Architecture Undergraduate Program Options

Learn about pre-professional and professional bachelor's degree programs in architecture, and get info to find out which one might work best for you. Review the typical curricula for these programs, and learn about licensure and certification for architects. Schools offering AutoCAD Drafting & Design Technology degrees can also be found in these popular choices.

What Kind Of Architecture Degrees Are Available?

Many schools offer pre-professional Bachelor of Arts (B.A.) or Bachelor of Science (B.S.) degree programs in architecture, and some offer professional Bachelor of Architecture (B.Arch.) programs. You might also find bachelor's degree programs in architectural studies. B.A. programs differ from B.S. programs in that they are less technically oriented and place more emphasis on the cultural and artistic aspects of the study. B.S. programs, by contrast, are going to offer more courses on the engineering aspects of the field.

Pre-professional B.A. and B.S. programs prepare you for graduate-level professional architecture programs, but they don't alone qualify you for architecture licensure. To meet licensure requirements, you'll need to complete a professional architecture program accredited by the National Architectural Accrediting Board (NAAB), reports the U.S. Bureau of Labor Statistics (BLS). The B.Arch. is the only such program available at the undergraduate level. B.Arch. programs usually last five years. Online study is generally not available for this field.

Degree Options Bachelor of Arts, Bachelor of Science and Bachelor of Architecture
Common Courses Building design, project administration, structural design, environmental systems, energy and environment
Licensure Requirements Completion of an accredited professional architecture program, work experience and a passing score on the Architect Registration Examination (ARE)

What Topics Will I Study?

You'll study a broad range of topics designed to give you a solid foundation in the art, history and technology of architecture. Many programs include courses on urbanism and the social and cultural aspects of architectural design. In addition to your coursework, you'll be expected to put together a professional portfolio of your work and complete an internship or studio work requirement.
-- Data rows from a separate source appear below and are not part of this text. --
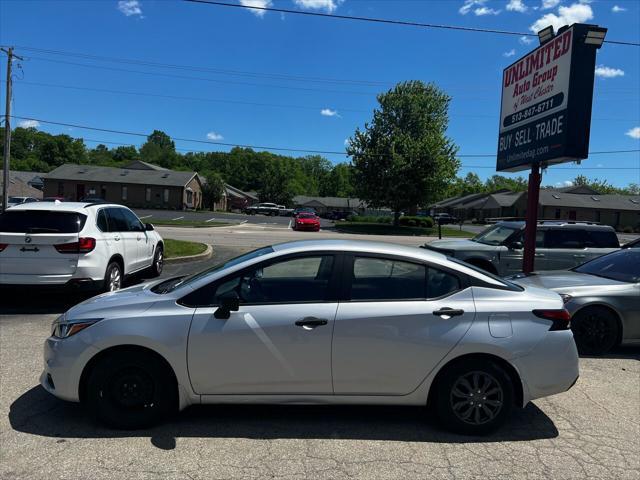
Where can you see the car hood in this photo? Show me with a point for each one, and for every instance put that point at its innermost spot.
(459, 244)
(561, 280)
(129, 301)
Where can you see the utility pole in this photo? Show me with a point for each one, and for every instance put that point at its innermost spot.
(7, 130)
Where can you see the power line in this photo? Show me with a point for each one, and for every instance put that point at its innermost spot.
(383, 20)
(285, 149)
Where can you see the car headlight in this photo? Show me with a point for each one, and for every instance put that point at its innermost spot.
(64, 328)
(566, 298)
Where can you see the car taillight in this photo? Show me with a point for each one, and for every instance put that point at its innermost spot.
(83, 245)
(561, 318)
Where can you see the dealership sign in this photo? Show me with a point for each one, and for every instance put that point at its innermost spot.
(545, 115)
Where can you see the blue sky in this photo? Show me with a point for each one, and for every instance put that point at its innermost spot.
(318, 77)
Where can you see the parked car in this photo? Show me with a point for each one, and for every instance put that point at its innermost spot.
(325, 322)
(559, 245)
(603, 297)
(13, 201)
(76, 244)
(444, 219)
(263, 209)
(306, 221)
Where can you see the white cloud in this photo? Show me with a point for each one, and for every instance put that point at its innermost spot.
(327, 112)
(327, 5)
(130, 7)
(516, 6)
(575, 13)
(214, 136)
(29, 124)
(479, 12)
(469, 4)
(608, 72)
(547, 4)
(256, 3)
(634, 133)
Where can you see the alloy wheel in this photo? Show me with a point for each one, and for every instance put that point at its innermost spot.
(476, 398)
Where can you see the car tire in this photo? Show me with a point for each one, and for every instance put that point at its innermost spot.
(131, 390)
(155, 270)
(474, 397)
(595, 330)
(113, 277)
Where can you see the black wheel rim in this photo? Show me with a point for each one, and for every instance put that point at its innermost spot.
(131, 389)
(592, 332)
(476, 398)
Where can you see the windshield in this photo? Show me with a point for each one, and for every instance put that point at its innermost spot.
(495, 235)
(172, 284)
(623, 266)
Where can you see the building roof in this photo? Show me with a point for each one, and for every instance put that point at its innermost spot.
(332, 202)
(91, 173)
(597, 202)
(140, 165)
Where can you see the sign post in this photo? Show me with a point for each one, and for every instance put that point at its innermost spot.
(545, 115)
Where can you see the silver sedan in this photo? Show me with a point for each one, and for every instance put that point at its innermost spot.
(603, 296)
(318, 322)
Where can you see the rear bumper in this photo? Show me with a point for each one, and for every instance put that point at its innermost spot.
(551, 367)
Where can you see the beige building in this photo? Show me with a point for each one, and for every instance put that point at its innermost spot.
(138, 185)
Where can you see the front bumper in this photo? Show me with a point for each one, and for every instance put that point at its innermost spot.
(551, 367)
(64, 361)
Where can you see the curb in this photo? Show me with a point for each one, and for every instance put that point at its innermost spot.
(206, 255)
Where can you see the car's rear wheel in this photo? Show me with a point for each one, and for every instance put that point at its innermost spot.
(158, 262)
(113, 277)
(595, 330)
(131, 390)
(474, 398)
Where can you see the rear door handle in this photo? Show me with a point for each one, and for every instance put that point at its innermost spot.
(448, 312)
(309, 323)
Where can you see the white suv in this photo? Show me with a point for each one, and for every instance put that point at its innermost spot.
(81, 244)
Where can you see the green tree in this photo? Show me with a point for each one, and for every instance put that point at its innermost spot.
(212, 189)
(403, 158)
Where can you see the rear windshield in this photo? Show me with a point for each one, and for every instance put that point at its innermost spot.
(41, 221)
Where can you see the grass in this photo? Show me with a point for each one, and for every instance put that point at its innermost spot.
(187, 223)
(180, 248)
(387, 229)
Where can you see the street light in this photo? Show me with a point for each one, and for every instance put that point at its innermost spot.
(546, 34)
(595, 36)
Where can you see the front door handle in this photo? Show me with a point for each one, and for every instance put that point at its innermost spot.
(448, 312)
(309, 323)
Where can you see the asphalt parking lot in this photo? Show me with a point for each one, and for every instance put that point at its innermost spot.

Some common course topics include:

  • Architectural history
  • Structural design
  • Environmental systems
  • Building construction
  • Project administration
  • Technology in architecture
  • Energy and environment
  • Visual representation and drawing
  • Building design

What About Certifications and Licensure?

If you choose the B.A. or B.S. path, you'll need to continue to a professional, NAAB-accredited master's degree program in architecture. If you go with a 5-year B.Arch. program, you can go straight into the work experience requirement. Work experience is typically gained by interning at an architectural firm.

Once you complete a professional degree and meet work experience requirements, you'll be able to sit for the licensing exam. The Architect Registration Examination (ARE) is given over the computer and consists of seven divisions, which test on such areas as site planning, building design, proper documentation and more. Once you've passed the exam and fulfilled any additional requirements your state board may have, you'll be a licensed architect. To maintain licensure, you'll need to continue your education at regular intervals throughout your career. Continuing education programs are provided by the NAAB and the American Institute of Architects (AIA).